A quiet but consequential shift is underway in Ghana’s energy strategy following the ongoing revival of the Tema Oil Refinery (TOR).
The government is moving to channel portions of locally produced crude oil into domestic refining at TOR, a move driven by recent global shocks, and could redefine the country’s fuel security.
However, this strategy is not without difficult trade-offs. TOR, after years of hibernation, began refining oil again on December 19, 2025. However, all the crude refined in the revamped facilities was imported.
Speaking on recent developments after a visit by the Fellows of the Africa Extractives Media Fellowship (AEMF), TOR’s Managing Director Edmond Kombat revealed how geopolitical tensions in the Middle East have disrupted planned crude deliveries, temporarily halting the refinery.
This disruption has resulted in vessels being diverted mid-journey and freight costs surging from about $3–$4 per barrel to as high as $12. Insurance premiums have also climbed sharply, compounding the cost of importing refined products.
These pressures have strengthened the case for refining more of Ghana’s own crude at home.

The Case for Refining Locally: Security and Savings
Exports explain that the policy is about control. By refining crude domestically, Ghana reduces exposure to volatile global shipping routes and conflict-prone supply chains. Fewer imports mean less vulnerability to freight spikes, insurance shocks, and sudden supply disruptions.
There are also clear economic benefits. Local refining keeps more value within the economy, supporting jobs, building technical capacity, and potentially stabilizing fuel prices over time. TOR’s renewed operations, alongside plans to use more West African and Ghanaian crew, signal a broader push toward energy self-reliance.
For a country that has long relied heavily on imported refined petroleum, the shift could mark a strategic turning point.

The Trade-Offs: Efficiency, Cost, and Capacity Risks
Yet, the decision is far from straightforward. Refining crude locally is only advantageous if it is done efficiently.
TOR has historically struggled with operational and financial challenges, and skeptics question whether it can consistently process crude at competitive costs compared to international refineries.
As revealed to The High Street Journal by a former Minister for Energy, an earlier allocation by GNPC to TOR for a refinery in times past encountered payment challenges, leading to losses. This even increases the risk for the country.
There is also the issue of opportunity cost. Ghanaian crude sold on the international market can fetch immediate foreign exchange. Diverting it for domestic refining may reduce short-term dollar inflows, at a time when foreign exchange remains critical for economic stability.
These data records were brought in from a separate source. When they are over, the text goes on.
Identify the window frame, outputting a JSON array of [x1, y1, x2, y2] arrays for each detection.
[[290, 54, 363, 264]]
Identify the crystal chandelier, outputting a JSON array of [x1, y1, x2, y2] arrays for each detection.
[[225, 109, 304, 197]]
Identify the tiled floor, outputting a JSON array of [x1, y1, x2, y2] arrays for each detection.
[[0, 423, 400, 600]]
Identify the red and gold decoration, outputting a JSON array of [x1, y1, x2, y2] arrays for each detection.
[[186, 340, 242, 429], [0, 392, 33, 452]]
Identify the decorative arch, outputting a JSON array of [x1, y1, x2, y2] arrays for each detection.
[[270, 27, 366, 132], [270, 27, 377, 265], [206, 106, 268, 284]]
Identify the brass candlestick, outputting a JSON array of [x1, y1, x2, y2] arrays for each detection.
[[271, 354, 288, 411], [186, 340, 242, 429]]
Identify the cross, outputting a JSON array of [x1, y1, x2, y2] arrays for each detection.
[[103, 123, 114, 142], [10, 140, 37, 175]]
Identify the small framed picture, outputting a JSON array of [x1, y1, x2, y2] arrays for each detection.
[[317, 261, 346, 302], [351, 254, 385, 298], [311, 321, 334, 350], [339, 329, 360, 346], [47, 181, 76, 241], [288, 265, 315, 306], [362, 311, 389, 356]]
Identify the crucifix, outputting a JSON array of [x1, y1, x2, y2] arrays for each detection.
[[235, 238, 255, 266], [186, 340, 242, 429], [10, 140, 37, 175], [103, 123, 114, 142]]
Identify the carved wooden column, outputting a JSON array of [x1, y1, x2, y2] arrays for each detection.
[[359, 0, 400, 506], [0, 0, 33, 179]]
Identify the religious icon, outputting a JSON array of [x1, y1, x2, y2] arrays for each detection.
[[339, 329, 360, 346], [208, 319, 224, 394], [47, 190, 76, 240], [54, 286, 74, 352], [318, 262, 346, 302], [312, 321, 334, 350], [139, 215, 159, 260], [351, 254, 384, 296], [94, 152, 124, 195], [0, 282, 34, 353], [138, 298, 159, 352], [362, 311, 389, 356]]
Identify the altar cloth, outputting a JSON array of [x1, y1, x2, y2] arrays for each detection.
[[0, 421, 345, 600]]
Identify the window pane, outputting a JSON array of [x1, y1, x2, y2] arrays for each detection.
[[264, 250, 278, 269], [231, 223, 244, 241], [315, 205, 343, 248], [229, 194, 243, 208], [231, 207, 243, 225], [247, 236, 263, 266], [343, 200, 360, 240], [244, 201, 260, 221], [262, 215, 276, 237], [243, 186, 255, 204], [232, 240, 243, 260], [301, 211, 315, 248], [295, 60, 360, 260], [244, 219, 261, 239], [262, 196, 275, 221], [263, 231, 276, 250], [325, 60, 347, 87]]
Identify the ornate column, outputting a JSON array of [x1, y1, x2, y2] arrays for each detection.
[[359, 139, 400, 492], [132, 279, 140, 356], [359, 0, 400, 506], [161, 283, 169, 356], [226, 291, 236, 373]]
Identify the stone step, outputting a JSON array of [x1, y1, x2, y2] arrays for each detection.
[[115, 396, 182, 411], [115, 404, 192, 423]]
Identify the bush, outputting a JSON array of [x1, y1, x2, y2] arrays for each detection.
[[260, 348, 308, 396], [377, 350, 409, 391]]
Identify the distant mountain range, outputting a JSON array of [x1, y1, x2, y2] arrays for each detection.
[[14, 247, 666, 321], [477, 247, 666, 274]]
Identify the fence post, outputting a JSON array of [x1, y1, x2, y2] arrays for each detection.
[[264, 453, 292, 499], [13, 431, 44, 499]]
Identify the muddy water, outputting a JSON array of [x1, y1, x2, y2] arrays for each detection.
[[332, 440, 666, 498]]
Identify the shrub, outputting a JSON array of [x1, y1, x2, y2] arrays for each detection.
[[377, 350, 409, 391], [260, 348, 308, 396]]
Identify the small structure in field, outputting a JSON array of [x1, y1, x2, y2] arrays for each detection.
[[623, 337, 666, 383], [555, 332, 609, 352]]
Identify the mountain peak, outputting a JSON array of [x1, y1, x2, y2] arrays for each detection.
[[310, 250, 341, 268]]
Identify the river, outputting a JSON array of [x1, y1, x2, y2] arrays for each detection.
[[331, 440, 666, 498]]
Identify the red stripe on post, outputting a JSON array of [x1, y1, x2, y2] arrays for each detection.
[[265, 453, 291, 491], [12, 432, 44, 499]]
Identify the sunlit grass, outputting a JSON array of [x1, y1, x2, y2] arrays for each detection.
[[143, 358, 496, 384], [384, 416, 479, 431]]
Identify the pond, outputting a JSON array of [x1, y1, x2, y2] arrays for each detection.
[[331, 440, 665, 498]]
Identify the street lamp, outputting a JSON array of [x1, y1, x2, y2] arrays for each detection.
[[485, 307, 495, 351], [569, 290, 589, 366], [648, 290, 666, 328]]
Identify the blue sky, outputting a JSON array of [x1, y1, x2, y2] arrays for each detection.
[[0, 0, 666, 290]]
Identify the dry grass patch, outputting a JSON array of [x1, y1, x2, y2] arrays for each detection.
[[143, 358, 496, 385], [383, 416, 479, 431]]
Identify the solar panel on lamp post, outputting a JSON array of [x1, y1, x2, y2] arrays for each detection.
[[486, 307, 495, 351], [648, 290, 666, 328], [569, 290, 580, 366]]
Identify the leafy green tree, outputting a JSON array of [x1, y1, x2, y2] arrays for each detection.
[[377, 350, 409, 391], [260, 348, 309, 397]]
Balancing National Interest with Market Realities
The government’s evolving stance, now placing Ghanaian crude on a refining schedule, reflects a shift from long-standing skepticism about TOR’s viability. Where some had written off the refinery entirely, renewed activity is forcing a rethink.
If managed well, local refining could reduce Ghana’s exposure to global shocks, create jobs, and strengthen energy security. If mismanaged, it risks becoming a costly experiment, tying up valuable crude in an inefficient system while sacrificing foreign exchange earnings.
Ultimately, Ghana’s decision is a strategic gamble between resilience and efficiency.
However, global instability has made it clear that dependence on distant supply chains carries real risks. But replacing that dependence with a domestic system that is not yet fully optimized carries its own.
The real test will not just be whether it can be done, but whether it can be done sustainably, competitively, and in the long-term national interest.